Die Debatte um das Verbot wird jedoch von politischen Vertretern unterschiedlicher Lager kontrovers diskutiert. Ehemalige Regierungsmitglieder wie Thomas de Maizière (CDU) lehnen ein generelles Verbot ab, da sie es als rechtlich kompliziert und sozial unverträglich betrachten. Auch Tarek Al-Wazir (Bündnis 90/Die Grünen) kritisiert die Idee, stattdessen auf Bildung und Dialog zu setzen. Ähnlich argumentieren Ralf Jäger (SPD) und andere Politiker, die Bedenken hinsichtlich möglicher Nebeneffekte wie Radikalisierung oder gesellschaftlicher Spaltung äußern.

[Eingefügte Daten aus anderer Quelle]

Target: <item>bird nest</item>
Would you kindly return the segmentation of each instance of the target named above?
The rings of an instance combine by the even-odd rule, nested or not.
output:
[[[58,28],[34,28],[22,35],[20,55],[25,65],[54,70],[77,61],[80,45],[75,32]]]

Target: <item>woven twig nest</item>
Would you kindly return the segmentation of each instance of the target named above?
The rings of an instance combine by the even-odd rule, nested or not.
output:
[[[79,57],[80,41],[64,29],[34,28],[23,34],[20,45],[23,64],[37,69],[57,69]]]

Die Vorlage für solche Regelungen stammt aus anderen europäischen Ländern, wo das Tragen von Vollverschleierungen bereits verboten ist. Die deutsche Bevölkerung zeigt sich dabei konsensfähig: Ein Großteil der Bürgerinnen und Bürger unterstützt eine klare gesetzliche Regelung, die die öffentliche Sicherheit und Gleichberechtigung gewährleistet.